By mid-1758, the British were gaining control of the French and Indian War, and Indian attacks in the Blue Mountains were subsiding. Richard Peters, provincial secretary, ordered the troops stationed at Fort Swatara and other frontier forts along the Blue Mountains to join British military units as they advanced on major French outposts. Fort Swatara was abandoned and never used again for military purposes.
Marking the Fort’s Location
In July 1932, officials from the Lebanon County Historical Society finalized arrangements for the dedication of two boulders with copper plates to designate the location of Fort Swatara.
The smaller boulder stands in a field where the fort actually stood, and the larger one stands along the roadside not far from the fort’s site.
The epitaph on the larger boulder’s plate reads: “Fort Swatara of the French and Indian War.
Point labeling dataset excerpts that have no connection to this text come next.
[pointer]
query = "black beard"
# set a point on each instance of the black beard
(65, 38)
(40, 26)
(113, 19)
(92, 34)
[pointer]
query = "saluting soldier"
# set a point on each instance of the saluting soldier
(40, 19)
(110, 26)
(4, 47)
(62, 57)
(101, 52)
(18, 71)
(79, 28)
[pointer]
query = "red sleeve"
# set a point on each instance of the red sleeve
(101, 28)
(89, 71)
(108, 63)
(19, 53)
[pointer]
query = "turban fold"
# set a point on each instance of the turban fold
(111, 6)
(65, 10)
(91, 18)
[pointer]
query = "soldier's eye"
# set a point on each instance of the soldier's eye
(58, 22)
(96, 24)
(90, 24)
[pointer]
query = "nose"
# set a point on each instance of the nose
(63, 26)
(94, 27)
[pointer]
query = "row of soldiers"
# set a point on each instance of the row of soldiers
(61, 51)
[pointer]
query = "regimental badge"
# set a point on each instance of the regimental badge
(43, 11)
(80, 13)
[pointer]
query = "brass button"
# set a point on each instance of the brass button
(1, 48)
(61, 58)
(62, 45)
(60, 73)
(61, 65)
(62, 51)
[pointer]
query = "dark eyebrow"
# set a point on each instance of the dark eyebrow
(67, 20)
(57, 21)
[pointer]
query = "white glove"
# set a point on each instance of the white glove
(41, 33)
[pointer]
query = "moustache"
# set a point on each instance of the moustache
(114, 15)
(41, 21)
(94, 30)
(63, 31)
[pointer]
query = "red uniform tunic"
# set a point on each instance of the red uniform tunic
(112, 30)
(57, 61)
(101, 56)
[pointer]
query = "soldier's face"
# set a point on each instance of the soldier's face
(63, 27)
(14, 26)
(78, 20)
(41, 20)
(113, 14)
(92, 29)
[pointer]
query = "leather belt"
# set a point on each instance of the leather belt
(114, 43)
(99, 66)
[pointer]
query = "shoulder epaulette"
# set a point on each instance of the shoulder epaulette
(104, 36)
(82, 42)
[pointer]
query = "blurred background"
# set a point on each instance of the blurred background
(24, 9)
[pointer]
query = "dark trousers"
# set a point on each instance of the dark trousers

Erected in the fall of 1755. It stood 500 feet south of this spot, directly north of the run of water flowing east and west. Commanded by Capt. Frederick Smith, of Chester County, of the First Battalion of the Pennsylvania Provincial Regiment, Lieut. Colonel Conrad Weiser commanding. Finally abandoned in 1758, Capt.-Lieut. Samuel Allen in command. It consisted of a block house pierced for musketry fire and surrounded by a stockade. This boulder tablet placed by the Lebanon County Historical Society. Capt. H.M.M. Richards, President.”
A Pennsylvania Historical Marker
On July 14, 1999, a roadside Pennsylvania Historical Marker for Fort Swatara was dedicated along state Route 72 about a mile north of Lickdale.
It reads: “Fort Swatara – Originally built by Peter Hedrick, 1755. The stockaded blockhouse was improved in early 1756 by Capt. Frederick Smith to guard Swatara Gap and protect the frontier settlements. Site is on Fort Swatara Drive about a half a mile from this intersection.”
Fort Swatara’s Legacy
There were no major battles near Fort Swatara; however, several soldiers and many settlers were killed (including a pregnant woman who was found mutilated and scalped), and several women and children were kidnapped during raids by marauding Indians. Fort Swatara did prevent Indian raids from progressing to the more populated communities in what is now Lebanon County.
After the colonial Pennsylvania militia forces abandoned Fort Swatara in 1758, local settlers probably dismantled the structure and used its logs and other building materials to construct or renovate homesteads or farmsteads in the area. No physical remnants of Fort Swatara survive above ground today.
Fort Swatara was the last of the chain of French and Indian War forts along the Blue Mountains of Pennsylvania to be marked with a permanent memorial, but has since taken its place among other garrisons of importance in the history of colonial Pennsylvania.